Au Bourget, les musulmans affichent leur unité

Invité au Bourget, Dalil Boubaker a plaidé pour «une juste place de l'islam dans la République».(Photo : AFP)
Invité au Bourget, Dalil Boubaker a plaidé pour «une juste place de l'islam dans la République».
(Photo : AFP)
Organisée chaque année par l’Union des organisations islamiques de France (UOIF), la rencontre du Bourget est devenue au fil du temps le plus gros rassemblement musulman en Europe. Pour cette 22ème édition consacrée notamment à la question de la place de l’Islam dans l’hexagone, quelque 100 000 personnes étaient attendues, venues de toute la France mais aussi de Belgique, de Suisse ou de Grande-Bretagne. Et une fois n’est pas coutume, les organisateurs de cette manifestation ont choisi de jouer la carte de l’ouverture en invitant les différents courants qui composent l’islam de France à venir y participer. Un seul mot d’ordre : l’unité, pour une meilleure intégration dans la République.

Le recteur de la Mosquée de Paris à la tribune d’une manifestation organisée par l’UOIF ! On n’avait pas vu cela depuis douze ans. Et pour cause, les rivalités entre les différentes organisations qui affirment représenter les quelque cinq millions de musulmans français ont été telles, ces dernières années, qu’elles n’auraient pas permis pareil événement. Entre un Dalil Boubakeur, qui se veut le représentant d’un islam tolérant, et le très médiatique Fouad Alaoui dont le mouvement, proche des Frères musulmans d’Egypte, est considéré comme radical, la place pour le dialogue était en effet des plus réduites. Mais il faut croire que le fait de travailler ensemble, au sein notamment du Conseil français du culte musulman (CFCM), mis en place en 2003 par l’ancien ministre de l’Intérieur Nicolas Sarkozy, a permis sinon de rapprocher les positions du moins d’ouvrir le débat. Et c’est sans doute ce nouvel état d’esprit qui a permis aux principales organisations musulmanes de France de présenter une image d’unité lors du 22ème rassemblement du Bourget.

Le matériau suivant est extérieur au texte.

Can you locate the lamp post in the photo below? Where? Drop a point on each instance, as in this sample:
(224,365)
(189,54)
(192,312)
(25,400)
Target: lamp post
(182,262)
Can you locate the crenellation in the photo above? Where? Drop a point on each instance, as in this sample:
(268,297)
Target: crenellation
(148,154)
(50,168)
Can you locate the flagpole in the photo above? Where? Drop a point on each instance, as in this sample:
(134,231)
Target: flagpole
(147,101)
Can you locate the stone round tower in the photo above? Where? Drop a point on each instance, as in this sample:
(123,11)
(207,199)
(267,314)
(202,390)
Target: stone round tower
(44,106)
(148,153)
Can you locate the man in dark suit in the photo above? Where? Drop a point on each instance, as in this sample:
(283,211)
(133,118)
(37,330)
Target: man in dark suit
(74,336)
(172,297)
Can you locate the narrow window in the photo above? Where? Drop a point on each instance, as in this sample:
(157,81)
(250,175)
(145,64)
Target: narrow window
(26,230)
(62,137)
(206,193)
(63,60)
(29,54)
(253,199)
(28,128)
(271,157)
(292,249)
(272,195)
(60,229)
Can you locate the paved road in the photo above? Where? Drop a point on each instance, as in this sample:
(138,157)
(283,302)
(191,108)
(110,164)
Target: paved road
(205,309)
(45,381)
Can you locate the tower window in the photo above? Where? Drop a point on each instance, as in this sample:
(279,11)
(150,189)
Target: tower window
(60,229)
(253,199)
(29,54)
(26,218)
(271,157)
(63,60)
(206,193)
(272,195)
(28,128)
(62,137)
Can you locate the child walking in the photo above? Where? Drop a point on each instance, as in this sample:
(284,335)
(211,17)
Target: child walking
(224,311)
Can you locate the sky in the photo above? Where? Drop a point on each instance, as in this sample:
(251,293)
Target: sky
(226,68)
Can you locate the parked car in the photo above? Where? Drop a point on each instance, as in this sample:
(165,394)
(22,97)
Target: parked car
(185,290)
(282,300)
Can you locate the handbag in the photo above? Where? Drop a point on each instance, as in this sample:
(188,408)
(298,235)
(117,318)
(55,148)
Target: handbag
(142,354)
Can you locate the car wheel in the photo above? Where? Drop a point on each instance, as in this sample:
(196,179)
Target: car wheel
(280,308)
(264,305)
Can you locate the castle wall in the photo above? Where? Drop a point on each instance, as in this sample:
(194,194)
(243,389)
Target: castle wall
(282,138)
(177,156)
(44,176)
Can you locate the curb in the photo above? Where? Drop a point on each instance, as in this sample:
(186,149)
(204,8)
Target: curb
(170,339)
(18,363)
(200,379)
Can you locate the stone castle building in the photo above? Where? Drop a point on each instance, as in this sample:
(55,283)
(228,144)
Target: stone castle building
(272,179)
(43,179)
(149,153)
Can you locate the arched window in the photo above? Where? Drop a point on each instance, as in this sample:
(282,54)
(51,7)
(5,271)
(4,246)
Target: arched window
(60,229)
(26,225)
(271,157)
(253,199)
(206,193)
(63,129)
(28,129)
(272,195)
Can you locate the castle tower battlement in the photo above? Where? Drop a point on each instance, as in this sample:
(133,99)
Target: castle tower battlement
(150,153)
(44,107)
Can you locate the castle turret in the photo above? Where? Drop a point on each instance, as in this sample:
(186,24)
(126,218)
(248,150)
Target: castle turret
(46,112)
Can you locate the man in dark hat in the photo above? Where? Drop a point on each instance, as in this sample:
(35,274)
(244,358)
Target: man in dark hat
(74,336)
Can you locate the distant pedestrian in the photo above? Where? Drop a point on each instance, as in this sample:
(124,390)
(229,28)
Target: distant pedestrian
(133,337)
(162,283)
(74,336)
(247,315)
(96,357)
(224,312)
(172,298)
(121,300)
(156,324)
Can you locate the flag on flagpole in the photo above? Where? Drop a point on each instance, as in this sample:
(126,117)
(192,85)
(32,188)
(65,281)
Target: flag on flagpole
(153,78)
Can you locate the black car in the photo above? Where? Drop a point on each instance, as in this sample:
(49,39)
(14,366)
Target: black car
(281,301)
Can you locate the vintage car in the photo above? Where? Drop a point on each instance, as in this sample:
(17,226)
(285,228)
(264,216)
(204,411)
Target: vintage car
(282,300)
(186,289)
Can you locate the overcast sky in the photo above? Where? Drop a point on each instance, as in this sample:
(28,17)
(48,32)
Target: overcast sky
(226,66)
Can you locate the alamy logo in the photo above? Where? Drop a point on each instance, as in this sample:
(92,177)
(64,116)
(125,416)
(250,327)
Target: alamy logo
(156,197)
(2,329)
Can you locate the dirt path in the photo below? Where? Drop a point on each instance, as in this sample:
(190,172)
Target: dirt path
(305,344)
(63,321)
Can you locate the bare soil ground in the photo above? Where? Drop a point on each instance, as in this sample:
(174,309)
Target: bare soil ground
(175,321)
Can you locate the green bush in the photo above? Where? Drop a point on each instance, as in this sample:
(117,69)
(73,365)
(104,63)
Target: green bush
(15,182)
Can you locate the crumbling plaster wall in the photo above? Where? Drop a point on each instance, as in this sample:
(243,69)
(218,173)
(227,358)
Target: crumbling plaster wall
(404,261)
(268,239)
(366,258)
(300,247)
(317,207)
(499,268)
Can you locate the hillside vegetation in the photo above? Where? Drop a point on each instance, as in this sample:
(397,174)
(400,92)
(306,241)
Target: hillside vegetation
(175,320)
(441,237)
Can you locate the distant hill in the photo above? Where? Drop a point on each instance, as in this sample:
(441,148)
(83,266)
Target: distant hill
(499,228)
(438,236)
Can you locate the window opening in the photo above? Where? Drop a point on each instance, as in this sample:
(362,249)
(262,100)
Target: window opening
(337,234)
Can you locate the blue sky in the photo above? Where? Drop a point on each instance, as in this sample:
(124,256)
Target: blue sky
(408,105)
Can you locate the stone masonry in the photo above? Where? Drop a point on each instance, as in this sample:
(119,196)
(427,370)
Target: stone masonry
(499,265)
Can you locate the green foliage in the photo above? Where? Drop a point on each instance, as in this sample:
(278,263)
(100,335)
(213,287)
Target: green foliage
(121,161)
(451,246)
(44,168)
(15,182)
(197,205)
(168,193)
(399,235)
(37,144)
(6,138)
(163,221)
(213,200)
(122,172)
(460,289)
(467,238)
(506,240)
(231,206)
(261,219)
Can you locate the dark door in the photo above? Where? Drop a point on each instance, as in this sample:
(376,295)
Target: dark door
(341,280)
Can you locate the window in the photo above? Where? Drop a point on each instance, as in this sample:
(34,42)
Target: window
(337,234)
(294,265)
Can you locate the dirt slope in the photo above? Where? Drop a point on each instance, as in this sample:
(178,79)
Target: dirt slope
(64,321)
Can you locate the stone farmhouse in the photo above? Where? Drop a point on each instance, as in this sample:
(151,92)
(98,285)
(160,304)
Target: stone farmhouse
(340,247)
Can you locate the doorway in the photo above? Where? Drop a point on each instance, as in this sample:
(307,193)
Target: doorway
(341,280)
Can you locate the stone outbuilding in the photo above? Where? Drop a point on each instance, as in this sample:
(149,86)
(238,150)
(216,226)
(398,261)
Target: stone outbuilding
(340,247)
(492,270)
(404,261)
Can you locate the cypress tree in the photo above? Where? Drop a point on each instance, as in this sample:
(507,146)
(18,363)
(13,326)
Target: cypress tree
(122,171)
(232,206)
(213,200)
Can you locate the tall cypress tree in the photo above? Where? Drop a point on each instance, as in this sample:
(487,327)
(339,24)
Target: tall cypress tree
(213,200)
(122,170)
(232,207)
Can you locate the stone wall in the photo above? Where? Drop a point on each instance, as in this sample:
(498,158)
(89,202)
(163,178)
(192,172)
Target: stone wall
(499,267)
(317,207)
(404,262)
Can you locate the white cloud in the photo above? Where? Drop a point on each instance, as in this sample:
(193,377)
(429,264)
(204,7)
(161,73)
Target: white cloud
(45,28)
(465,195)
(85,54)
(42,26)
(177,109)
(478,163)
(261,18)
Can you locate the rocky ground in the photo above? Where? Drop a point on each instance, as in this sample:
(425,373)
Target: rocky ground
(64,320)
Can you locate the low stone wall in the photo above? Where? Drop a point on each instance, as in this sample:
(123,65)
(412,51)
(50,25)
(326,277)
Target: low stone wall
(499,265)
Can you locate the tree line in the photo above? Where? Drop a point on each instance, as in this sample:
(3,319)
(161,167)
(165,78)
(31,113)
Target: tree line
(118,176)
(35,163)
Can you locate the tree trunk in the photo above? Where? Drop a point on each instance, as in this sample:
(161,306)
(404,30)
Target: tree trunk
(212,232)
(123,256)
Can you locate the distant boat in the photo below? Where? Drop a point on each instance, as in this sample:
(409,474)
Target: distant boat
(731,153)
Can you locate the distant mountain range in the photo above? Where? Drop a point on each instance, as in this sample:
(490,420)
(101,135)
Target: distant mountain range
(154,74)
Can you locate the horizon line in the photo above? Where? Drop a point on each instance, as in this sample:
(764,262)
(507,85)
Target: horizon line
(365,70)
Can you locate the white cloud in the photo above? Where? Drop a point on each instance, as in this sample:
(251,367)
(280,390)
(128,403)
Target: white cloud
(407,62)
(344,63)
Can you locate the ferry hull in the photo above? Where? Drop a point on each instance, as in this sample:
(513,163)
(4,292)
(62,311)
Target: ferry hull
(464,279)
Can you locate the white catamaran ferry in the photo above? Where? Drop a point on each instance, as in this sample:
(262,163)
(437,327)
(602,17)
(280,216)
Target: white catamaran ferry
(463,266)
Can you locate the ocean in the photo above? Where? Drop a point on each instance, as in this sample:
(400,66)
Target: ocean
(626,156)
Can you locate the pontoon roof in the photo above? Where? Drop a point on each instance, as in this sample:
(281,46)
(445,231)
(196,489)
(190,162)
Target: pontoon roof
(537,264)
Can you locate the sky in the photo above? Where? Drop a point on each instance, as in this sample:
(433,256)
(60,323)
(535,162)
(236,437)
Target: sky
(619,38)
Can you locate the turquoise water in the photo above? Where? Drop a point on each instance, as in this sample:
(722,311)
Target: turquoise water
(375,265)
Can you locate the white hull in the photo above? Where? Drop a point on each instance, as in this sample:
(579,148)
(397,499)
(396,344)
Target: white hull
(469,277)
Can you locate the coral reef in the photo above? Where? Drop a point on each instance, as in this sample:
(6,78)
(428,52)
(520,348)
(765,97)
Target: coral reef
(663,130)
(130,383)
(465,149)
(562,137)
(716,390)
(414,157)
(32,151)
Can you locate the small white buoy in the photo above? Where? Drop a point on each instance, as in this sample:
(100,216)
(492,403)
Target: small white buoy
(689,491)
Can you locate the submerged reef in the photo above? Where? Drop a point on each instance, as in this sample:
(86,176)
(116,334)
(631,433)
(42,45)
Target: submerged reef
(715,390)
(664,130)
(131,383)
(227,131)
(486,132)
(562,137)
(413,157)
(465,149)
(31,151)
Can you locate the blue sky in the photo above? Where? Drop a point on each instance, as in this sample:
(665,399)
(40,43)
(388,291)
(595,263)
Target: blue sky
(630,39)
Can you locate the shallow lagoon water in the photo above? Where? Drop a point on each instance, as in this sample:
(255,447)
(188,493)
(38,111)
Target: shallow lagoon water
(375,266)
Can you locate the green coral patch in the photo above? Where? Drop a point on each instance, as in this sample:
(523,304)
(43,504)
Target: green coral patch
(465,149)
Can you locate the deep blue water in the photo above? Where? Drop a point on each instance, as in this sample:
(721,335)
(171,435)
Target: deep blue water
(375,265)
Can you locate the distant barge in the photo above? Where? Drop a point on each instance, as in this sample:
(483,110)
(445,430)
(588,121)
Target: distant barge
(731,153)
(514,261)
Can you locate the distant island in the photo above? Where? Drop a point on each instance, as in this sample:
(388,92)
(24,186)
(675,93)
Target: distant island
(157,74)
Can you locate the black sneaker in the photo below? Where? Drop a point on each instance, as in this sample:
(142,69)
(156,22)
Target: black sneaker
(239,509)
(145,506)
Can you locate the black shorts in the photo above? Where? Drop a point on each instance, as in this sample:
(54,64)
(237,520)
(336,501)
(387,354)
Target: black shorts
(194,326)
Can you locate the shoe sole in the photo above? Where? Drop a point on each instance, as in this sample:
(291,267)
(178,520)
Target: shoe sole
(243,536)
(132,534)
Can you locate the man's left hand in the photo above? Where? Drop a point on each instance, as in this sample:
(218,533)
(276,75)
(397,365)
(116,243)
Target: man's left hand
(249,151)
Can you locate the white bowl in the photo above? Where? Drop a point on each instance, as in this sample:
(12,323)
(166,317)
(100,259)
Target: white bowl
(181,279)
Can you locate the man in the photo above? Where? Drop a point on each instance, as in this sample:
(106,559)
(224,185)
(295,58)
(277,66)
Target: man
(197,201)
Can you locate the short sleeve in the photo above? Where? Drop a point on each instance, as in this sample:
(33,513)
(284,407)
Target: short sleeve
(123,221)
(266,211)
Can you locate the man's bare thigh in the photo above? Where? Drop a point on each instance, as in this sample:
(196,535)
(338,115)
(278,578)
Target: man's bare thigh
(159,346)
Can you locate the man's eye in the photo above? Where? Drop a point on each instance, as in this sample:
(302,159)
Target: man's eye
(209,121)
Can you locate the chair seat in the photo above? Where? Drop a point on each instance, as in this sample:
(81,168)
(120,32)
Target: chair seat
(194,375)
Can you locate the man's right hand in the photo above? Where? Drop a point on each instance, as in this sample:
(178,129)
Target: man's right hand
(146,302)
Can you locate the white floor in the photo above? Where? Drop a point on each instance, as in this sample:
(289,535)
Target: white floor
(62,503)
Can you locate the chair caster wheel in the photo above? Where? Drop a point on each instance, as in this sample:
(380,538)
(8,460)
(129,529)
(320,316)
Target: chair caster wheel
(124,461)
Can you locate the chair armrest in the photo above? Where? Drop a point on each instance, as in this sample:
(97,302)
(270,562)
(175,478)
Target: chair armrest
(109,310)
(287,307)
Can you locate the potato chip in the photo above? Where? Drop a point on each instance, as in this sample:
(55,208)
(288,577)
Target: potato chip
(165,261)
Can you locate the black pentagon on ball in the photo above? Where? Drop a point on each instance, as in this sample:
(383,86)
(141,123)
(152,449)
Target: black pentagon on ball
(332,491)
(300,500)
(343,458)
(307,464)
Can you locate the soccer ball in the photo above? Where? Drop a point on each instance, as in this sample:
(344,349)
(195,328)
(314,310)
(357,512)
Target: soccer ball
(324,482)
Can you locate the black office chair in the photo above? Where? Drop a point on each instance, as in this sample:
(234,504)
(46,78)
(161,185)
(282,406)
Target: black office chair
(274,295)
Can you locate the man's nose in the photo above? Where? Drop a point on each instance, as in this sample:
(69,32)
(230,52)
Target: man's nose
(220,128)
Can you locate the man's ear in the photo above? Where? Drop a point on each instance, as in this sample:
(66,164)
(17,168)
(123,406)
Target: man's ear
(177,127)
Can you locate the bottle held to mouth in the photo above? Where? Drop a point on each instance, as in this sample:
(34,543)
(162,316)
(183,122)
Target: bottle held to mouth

Il faut dire que l’Union des organisations islamique de France, maître d’œuvre de cette manifestation où une centaine d’exposants sont également venus présenter les dernières publications sur l’islam mais aussi les dernières créations de mode féminine musulmane, avait tout fait pour que cette rencontre soit un succès. C’est ainsi que le plateau des conférenciers réuni pour l’occasion n’aura jamais été aussi consensuel. Cette année en effet il n’y avait pas de place pour le prédicateur suisse Hani Ramadan, le frère de Tariq, un habitué du Bourget qui avaient défrayé la chronique en justifiant la lapidation des femmes adultères, ni pour le très médiatique Youssouf al-Qaradhawi dont l’émission télévisée la Charia et la vie sur la chaîne qatarienne al-Jazira bat des records d’audience dans le monde musulman. Il semblerait que depuis qu’il a justifié les attentats suicide au Proche-Orient, ce théologien pourtant très respecté et dont les idées sont largement partagées au sein de l’UOIF serait devenu infréquentable aux yeux de l’organisation qui a également pris soin d’écarter de la tribune ses jeunes militants dont le discours trop musclé aurait pu ternir l’image d’unité quelle cherchait à promouvoir.

Le responsable de la communication de la rencontre du Bourget, Boubaker al-Haj Amor, ne s’en est d’ailleurs pas caché. «Nous essayons d’éviter les dérapages de ceux qui ne connaissent pas le contexte de l’islam français, a-t-il affirmé. Nous avons eu notre dose avec les sifflets contre Nicolas Sarkozy en 2003 –invité au Bourget, le ministre de l’Intérieur s’était fait huer– et nous ne voulons plus souffler sur les braises».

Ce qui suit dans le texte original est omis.